Eddy and producer Lee Hazlewood helped create the “Twang” sound in the 1950s, a sound Hazlewood later adapt to his production of Nancy Sinatra's 1960s smash “These Boots Are Made for Walkin.'” Eddy had a five-year commercial peak from 1958-63. He said in 1993 he took his 1970 hit "Freight Train" as a clue to slow down.

"It was an easy listening hit," he recalled. "Six or seven years before, I was on the cutting edge."

Eddy recorded more than 50 albums, some of them reissues. He did not work too much from the 1980s on, "living off my royalties," he said in 1986.

About "Rebel Rouser," he told the AP: "It was a good title and it was the rockest rock 'n' roll sound.
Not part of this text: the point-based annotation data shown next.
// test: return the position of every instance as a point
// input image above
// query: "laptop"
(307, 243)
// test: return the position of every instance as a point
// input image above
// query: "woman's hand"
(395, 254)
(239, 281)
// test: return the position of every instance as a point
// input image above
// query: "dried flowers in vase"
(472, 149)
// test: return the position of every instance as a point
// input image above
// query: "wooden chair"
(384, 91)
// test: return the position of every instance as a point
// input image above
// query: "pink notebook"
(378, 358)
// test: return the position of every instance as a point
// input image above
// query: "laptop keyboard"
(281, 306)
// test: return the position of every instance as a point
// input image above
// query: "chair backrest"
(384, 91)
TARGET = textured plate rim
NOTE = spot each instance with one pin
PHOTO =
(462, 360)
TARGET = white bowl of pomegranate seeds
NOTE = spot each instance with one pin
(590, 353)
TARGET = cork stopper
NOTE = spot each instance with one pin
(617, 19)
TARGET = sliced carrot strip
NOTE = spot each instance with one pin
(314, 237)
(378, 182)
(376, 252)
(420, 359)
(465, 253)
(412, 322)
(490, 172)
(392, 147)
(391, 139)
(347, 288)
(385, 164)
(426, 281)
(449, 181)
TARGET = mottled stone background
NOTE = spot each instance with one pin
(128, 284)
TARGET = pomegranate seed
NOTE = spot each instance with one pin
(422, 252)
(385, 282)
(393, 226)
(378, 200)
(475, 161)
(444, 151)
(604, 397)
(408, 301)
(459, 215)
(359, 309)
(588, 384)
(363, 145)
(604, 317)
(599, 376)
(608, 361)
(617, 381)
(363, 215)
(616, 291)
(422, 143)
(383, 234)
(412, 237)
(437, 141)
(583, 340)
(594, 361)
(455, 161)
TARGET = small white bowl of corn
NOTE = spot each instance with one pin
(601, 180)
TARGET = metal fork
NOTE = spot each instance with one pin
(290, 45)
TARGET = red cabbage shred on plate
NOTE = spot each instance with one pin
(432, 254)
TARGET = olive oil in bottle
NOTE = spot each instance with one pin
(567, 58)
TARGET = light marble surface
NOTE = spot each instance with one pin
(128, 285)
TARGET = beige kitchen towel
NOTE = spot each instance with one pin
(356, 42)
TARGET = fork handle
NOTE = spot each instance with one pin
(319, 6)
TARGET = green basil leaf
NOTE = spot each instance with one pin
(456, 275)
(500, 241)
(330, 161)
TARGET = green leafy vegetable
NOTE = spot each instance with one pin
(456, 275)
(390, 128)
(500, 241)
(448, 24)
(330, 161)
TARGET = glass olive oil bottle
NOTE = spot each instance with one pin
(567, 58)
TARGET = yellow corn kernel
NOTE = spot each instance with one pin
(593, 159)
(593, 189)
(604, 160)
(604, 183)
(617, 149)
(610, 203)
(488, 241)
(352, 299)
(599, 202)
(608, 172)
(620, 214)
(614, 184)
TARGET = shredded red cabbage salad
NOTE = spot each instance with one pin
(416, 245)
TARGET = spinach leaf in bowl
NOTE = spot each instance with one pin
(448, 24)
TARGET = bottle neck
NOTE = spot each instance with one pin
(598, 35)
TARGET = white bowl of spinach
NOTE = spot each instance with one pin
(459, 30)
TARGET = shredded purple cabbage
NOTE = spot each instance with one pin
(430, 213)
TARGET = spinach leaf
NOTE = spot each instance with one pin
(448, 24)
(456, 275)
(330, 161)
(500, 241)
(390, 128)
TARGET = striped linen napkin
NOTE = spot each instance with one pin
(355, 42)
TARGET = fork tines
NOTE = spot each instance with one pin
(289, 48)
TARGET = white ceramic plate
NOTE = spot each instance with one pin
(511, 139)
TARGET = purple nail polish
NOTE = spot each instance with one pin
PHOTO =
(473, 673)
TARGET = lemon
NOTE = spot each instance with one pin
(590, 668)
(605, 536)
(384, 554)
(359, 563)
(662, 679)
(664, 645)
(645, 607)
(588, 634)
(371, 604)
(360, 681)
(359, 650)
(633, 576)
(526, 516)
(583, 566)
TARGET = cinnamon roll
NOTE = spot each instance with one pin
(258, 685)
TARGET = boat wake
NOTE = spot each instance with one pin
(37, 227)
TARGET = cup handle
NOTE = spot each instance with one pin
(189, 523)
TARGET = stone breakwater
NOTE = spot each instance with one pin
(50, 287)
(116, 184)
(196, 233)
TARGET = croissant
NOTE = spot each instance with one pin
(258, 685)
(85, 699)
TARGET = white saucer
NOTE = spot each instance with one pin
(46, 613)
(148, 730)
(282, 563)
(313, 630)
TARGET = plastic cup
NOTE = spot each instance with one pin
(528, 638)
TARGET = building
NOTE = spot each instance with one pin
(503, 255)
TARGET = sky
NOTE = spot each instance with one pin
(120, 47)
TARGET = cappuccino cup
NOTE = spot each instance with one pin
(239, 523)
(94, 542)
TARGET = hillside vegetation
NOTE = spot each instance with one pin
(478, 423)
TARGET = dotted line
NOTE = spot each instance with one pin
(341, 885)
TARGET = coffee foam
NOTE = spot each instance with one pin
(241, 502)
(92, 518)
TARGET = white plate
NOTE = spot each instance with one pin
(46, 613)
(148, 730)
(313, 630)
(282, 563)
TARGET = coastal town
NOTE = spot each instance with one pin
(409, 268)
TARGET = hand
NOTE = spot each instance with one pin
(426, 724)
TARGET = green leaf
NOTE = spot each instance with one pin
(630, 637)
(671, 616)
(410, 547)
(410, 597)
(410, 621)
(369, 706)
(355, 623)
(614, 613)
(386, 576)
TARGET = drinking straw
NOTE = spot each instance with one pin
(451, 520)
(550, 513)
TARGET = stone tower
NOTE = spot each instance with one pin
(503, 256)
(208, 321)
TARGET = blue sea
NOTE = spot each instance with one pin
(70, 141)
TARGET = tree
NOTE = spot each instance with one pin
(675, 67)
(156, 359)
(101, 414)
It was different for the time."

He scored theme music for movies including "Because They're Young," "Pepe" and "Gidget Goes Hawaiian." But Eddy said he turned down doing the James Bond theme song because there wasn't enough guitar music in it.

In the 1970s he worked behind-the-scenes in music production work, mainly in Los Angeles.

Eddy was born in Corning, New York, and grew up in Phoenix, where he began playing guitar at age 5. He spent his teen years in Arizona dreaming of singing on the Grand Ole Opry, and eventually signed with Jamie Records of Philadelphia in 1958. "Rebel Rouser" soon followed.

Eddy later toured with Dick Clark's “Caravan of Stars” and appeared in "Because They're Young," "Thunder of Drums" among other movies.

He moved to Nashville in 1985 after years of semiretirement in Lake Tahoe, California.

Eddy was not a vocalist, saying in 1986, “One of my biggest contributions to the music business is not singing.”

Paul McCartney and George Harrison were both fans of Eddy and he recorded with both of them after their Beatles' days. He played on McCartney's "Rockestra Theme" and Harrison played on Eddy's self-titled comeback album, both in 1987.